Baranczak (Stanislaw)

Poète, essayiste, traducteur et historien de la littérature polonais (Poznań 1946).

Étudiant en littérature à l'université de Poznań, il dirigea le Théâtre du Huitième jour. Ses études terminées, il enseigne à l'université et écrit d'abord pour le mensuel Odra de Wrocław, puis pour Nurt. Cofondateurs du Comité de défense des ouvriers (1976), il est interdit de publication et passe à la clandestinité, devenant l'un des rédacteurs de l'excellente revue littéraire des presses parallèles Zapis. En 1977, il est radié de l'université où il est réintégré en 1980 (naissance du mouvement Solidarnoś ć), mais l'État de guerre du 13 décembre 1981 le place à nouveau en tête de liste des individus indésirables. Il s'exile aux U.S.A. où il enseigne la littérature à l'université de Harvard, dirige la Polish Reviev of New York. Il collabore aux Les Cahiers littéraires publiés à Paris par Barbara Toruńczyk et introduits clandestinement en Pologne. Il est l'un des représentants majeurs de Nouvelle Vague ou Génération 68, courants de poètes qui, marxistes au départ, exigent un communisme débarrassé de ses mensonges et de la langue de bois, dénoncent le hiatus entre la vérité officielle et les pratiques sociales, le pouvoir absolu de l'appareil politique et policier. Leur poésie, initialement appelée « linguistique », évolue vers une forme élaborée de contestation du système par des moyens artistiques talentueux. S. Barańczak donne la pleine mesure de sa richesse créative en poussant la langue poétique jusqu'à des limites extrêmes (D'une seule traite, 1970 ; Journal du matin, 1974 ; la Respiration artificielle, 1978 ; le Triptyque en béton, fatigue et neige, 1980 ; l'Atlantide et autres poèmes, 1986 ; la Carte postale de ce monde, 1986 ; Voyage hivernal, 1994 ; Une précision chirurgicale, 1998). Il est l'auteur de nombreux essais de critique littéraire. L'impact de certains de ses livres fut déterminant sur la structuration des théories littéraires de la seconde moitié du XXe s. en Pologne et dans les pays dit du Bloc de l'Est (Suspicieux et pensifs, 1971 ; Ironie et harmonie, 1973 ; la Langue poétique de Miron Białoszewski, 1974 ; Éthique et poétique, 1979 ; les Livres les pires de 1975 à 1980, 1981 ; le Lecteur privé de volonté, 1983 ; le Fugitif de l'Utopie – sur la poésie de Z. Herbert, 1984). Il traduit D. Thomas, O. Mandelstam, J. Brodski, G. M. Hopkins, J. Donne, G. Herbert, W. Shakespeare, J. Merill, S. Heaney.

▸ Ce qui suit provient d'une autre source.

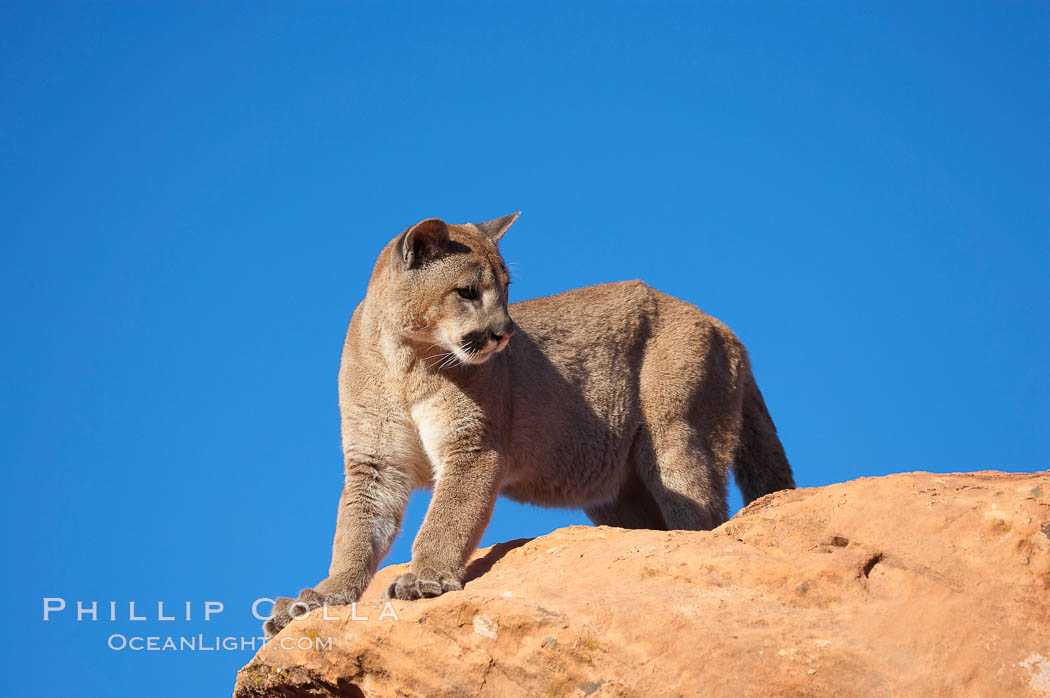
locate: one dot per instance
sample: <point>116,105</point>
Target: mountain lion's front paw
<point>428,583</point>
<point>287,610</point>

Barante (Guillaume Prosper Brugière, baron de)

Historien et homme politique français (Riom 1782 – Barante 1866).

Ami de Mme de Staël et de Mme Récamier, il se fit connaître par un essai sur les rapports de la littérature et de la société (Tableau de la littérature française au XVIIIe siècle, 1808). Préfet sous l'Empire, député sous la Restauration, ambassadeur sous Louis-Philippe, il réagit contre l'histoire romancée avec son Histoire des ducs de Bourgogne et de la maison de Valois (1824). Il a laissé des Souvenirs posthumes.

Baratachvili (Nik'oloz Melit'onis dze)

Poète géorgien (Tiflis 1817 – Gandja 1845).

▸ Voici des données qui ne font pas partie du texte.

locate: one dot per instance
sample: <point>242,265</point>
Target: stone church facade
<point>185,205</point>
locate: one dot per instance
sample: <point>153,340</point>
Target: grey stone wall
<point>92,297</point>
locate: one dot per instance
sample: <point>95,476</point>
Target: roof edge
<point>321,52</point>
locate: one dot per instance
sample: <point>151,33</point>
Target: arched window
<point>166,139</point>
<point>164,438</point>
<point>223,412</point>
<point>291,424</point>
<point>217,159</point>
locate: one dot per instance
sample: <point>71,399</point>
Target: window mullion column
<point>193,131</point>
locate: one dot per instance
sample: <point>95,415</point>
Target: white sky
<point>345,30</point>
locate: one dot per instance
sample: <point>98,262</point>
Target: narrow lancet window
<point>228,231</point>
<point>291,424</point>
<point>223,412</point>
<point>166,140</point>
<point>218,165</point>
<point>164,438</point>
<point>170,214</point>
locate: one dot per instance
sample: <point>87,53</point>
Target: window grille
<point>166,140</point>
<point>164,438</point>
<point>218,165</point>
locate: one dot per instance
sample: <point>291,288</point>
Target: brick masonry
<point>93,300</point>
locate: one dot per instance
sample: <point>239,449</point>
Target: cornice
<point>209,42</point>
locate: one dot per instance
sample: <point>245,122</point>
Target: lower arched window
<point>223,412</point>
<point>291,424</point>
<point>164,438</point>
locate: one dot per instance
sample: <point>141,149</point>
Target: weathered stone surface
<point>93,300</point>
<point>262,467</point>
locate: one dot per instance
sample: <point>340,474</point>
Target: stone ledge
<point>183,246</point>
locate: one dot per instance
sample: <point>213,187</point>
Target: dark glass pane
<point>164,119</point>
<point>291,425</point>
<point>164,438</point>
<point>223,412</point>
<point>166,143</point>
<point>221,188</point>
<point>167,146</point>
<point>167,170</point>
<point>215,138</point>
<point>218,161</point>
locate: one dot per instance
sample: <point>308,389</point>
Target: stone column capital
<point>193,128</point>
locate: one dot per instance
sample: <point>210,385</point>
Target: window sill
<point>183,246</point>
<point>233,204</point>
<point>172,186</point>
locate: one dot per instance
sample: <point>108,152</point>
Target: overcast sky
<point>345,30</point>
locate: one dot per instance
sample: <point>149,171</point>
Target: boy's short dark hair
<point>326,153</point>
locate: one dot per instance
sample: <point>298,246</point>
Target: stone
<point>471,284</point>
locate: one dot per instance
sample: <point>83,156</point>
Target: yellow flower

Arrière-petit-fils du roi Erek'le II et neveu du prince poète Grigol Orbeliani, par sa mère, il est le fils d'un maréchal de la noblesse ruiné par ses libéralités. À la fin de ses études secondaires, il doit passer huit ans comme employé à la chancellerie avant d'être nommé adjoint civil du gouverneur de Gandja, où il meurt, à 28 ans, d'une congestion pulmonaire. Premier romantique (Pensées au bord du Mt'k'vari, 1837 ; La nuit tombe sur Mtats'minda, 1833-1836 ; Merani, 1842), il met en scène dans son long poème le Destin de la Géorgie (1839) un dialogue poignant entre le roi Irak'li, qui a décidé de placer son pays, ravagé par le shah de Perse Aga Mohammed Khan, sous la protection de la Russie chrétienne, et son fidèle chancelier Solomon, qui prophétise la perte irréversible de l'indépendance, mais la Tombe du roi Irak'li (1842), oubliant ces craintes, chante les bienfaits de la paix revenue.

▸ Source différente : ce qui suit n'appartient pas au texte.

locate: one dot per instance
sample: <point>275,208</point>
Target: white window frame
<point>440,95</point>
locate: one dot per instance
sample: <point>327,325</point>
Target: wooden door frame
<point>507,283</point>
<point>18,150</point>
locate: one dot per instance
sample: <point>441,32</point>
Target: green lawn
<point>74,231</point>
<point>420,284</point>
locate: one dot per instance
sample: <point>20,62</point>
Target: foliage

Barbaro (Ennio Gallo, dit Paolo)

Écrivain italien (Mestrino, Padoue, 1922).

Ingénieur, il étudie dans ses premiers romans la question de la technique (Journal des travaux, 1966). Mais c'est dans ses œuvres les plus récentes, inspirées de la vie qu'il mène à Venise, que s'épanouit son écriture (Lunaisons vénitiennes, 1990 ; Îles perdues, 1992 ; la Maison aux lumières, 1995 ; Petit Guide sentimental de Venise, 1998).

Barbarus (Johannes Vares, dit)

Poète estonien (Kiisa 1890 – Tallinn 1946).

Influencé tour à tour par le néoromantisme de Jeune-Estonie (Fata-Morgana, 1918), l'expressionnisme (l'Homme et le sphinx, 1919), le cubisme et le constructivisme français (l'Homme géométrique, 1924 ; l'Homme multiplié, 1927), membre du groupe littéraire de gauche Tarapita (1921-1922), il dit sa déception devant la République d'Estonie, fustige l'injustice et le fascisme (le Monde est ouvert, 1930 ; R. E., 1932 ; Franchir le seuil, 1939), avant de soutenir le régime soviétique (Vers armés, 1943).

Barbey d'Aurevilly (Jules Amédée)

Écrivain français (Saint-Sauveur-le-Vicomte 1808 – Paris 1889).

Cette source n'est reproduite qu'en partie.